Organic molecule boosts phosphorescence 10x; can improve medical diagnosis

Scientists have discovered a new organic molecule that is more efficient in phosphorescence.

According to the scientists, the thienyl diketone molecule achieves phosphorescence that is over 10 times faster than traditional materials.

The team that made the discovery is from Osaka University in Japan.

Room-temperature phosphorescence (RTP) from metal-free organic molecules has been an area of research for years.

Challenges in enabling metal-free phosphorescence

Although classical RTP materials have been used for diverse applications, including organic light-emitting diodes (OLEDs) and bioimaging, they are mainly precious-metal complexes of Iridium or Platinum.

The paper states that organic RTP needed to overcome several challenges to match the output derived from traditional materials.

One of the most significant challenges is the small phosphorescence transition probability ( i.e. , rate constant k _p ), causing poor RTP quantum yields for heavy-metal complexes and even less for conventional organic compounds.

The addition of heavy atoms such as bromine, iodine, selenium, and tellurium along with carbonyl functionalities is a common approach utilized for enhancing rate constant. But this poses another problem as they are associated with high chemical reactivity and instability.

However, with the new metal-free organic molecule, efficient narrowband RTP was observed in solutions, amorphous polymer matrices, and crystalline solids.

The paper also states that a substantial phosphorescence rate was also experimentally confirmed, which “was the key to outstanding RTP quantum yields in solution (38% under Argon) and in polymer films (up to 54% in air).”

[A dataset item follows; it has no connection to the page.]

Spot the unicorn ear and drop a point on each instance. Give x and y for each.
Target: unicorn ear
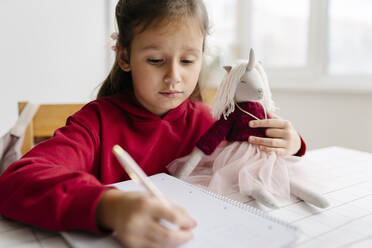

Uses of the organic molecule discovery

Phosphorescence is used in applications such as OLEDs and several types of medical diagnostics, including cancer.

It occurs when light is emitted at low temperatures caused by the absorption of radiation (such as X-rays or ultraviolet light) and continues for a noticeable time after this radiation has stopped.

The research can provide the basis for designing new organic phosphorescent materials that are not dependent on heavy or rare metals. With proper research, they can also outdo the existing materials which have been in use for years.

The findings will also come in handy and be a gamechanger in the fields of medical diagnostics, OLEDs, lighting, and more.

Besides, the method can pave the way for the development of organic phosphors whose development is not damaging to the environment and offers cheaper alternatives to precious metal – based phosphors.

The research was published in the journal Chemical Science in June.

Abstract

We report metal-free organic 1,2-diketones that exhibit fast and highly efficient room-temperature phosphorescence (RTP) with high colour purity under various conditions, including solutions. RTP quantum yields reached 38.2% in solution under Ar, 54% in a polymer matrix in air, and 50% in crystalline solids in air. Moreover, the narrowband RTP consistently dominated the steady-state emission, regardless of the molecular environment. Detailed mechanistic studies using ultrafast spectroscopy, single-crystal X-ray structure analysis, and theoretical calculations revealed picosecond intersystem crossing (ISC) followed by RTP from a planar conformation. Notably, the phosphorescence rate constant k _p was unambiguously established as ∼5000 s ⁻¹ , which is comparable to that of platinum porphyrins (representative heavy-metal phosphor). This inherently large k _p enabled the high-efficiency RTP across diverse molecular environments, thus complementing the streamlined persistent RTP approach. The mechanism behind the photofunction has been elucidated as follows: (1) the large k _p is due to efficient intensity borrowing of the T ₁ state from the bright S ₃ state, (2) the rapid ISC occurs from the S ₁ to the T ₃ state because these states are nearly isoenergetic and have a considerable spin–orbit coupling, and (3) the narrowband emission results from the minimal geometry change between the T ₁ and S ₀ states. Such mechanistic understanding based on molecular orbitals, as well as the structure-RTP property relationship study, highlighted design principles embodied by the diketone planar conformer. The fast RTP strategy enables development of organic phosphors with emissions independent of environmental conditions, thereby offering alternatives to precious-metal based phosphors.